Warung itu dikenal merakyat lantaran harga makanan yang murah meriah serta menyajikan berbagai varian makanan. Nasi kucing serta wedang jahe menjadi ciri khas makanan dan minuman yang disajikan warung dengan gerobak bertenda itu.

Desa Ngerangan, Kecamatan Bayat, Klaten disebut-sebut sebagai desa cikal bakal munculnya angkringan. Desa itu berbatasan langsung dengan Kabupaten Gunung Kidul, Daerah Istimewa Yogyakarta (DIY).
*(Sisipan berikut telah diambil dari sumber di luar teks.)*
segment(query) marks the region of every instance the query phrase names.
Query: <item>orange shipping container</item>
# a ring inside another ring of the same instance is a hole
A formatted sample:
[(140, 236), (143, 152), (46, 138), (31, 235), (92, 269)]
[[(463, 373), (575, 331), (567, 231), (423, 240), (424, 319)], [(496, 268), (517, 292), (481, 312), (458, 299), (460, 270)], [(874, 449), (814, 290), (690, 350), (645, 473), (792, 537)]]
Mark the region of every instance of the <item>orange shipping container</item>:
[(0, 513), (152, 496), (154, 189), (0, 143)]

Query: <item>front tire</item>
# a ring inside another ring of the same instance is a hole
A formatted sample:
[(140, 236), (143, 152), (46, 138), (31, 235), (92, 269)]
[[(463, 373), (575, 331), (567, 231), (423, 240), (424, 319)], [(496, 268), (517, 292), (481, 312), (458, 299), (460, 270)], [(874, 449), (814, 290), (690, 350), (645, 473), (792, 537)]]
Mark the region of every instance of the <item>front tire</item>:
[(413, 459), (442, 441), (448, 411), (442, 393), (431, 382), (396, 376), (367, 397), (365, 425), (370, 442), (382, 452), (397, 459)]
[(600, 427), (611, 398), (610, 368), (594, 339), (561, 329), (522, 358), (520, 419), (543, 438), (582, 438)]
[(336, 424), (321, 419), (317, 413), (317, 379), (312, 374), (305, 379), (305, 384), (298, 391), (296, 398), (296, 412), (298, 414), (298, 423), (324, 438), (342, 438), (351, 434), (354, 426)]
Seperti halnya dengan daerah Klaten lainnya yang berbatasan dengan Gunung Kidul, deretan pegunungan menjadi pemandangan ketika memasuki desa tersebut.

Tekstur tanah di Ngerangan yang kering serta sistem irigasi tadah hujan membuat usaha pertanian tak terlalu menjanjikan di desa itu.

“Karena kondisi tanah di sana yang tandus, membuat banyak warga memilih merantau sejak dulu kala. Dari situlah, mereka mulai berjualan makanan dan minuman di perantauan yang kini dikenal sebagai angkringan atau hik,” jelas Camat Bayat, Edy Purnomo, Sabtu (19/9/2015).

Kepala Desa Ngerangan, Sri Hardono, mengatakan awal mula kemunculan warung angkringan ketika sejumlah warga di desanya merantau ke Kota Solo pada 1950an. Saat itu, mereka berjualan makanan dan minuman dilakukan dengan dipikul dan berkeliling kampung.

“Dengan dipikul mereka menawarkan makanan dan minuman itu ke warga dengan kata iki hlo yang disingkat menjadi ghilo-ghilo di sepanjang perjalanan,” tutur dia saat ditemui beberapa waktu lalu.

Lambat laun, usaha tersebut berkembang hingga pada 1970an cara berjualan berubah menggunakan gerobak dorong. “Setelah berjalan gerobak dorong, cara berjualan berubah berupa lapak yang masih menggunakan gerobak sebagai tempat jualan,” katanya.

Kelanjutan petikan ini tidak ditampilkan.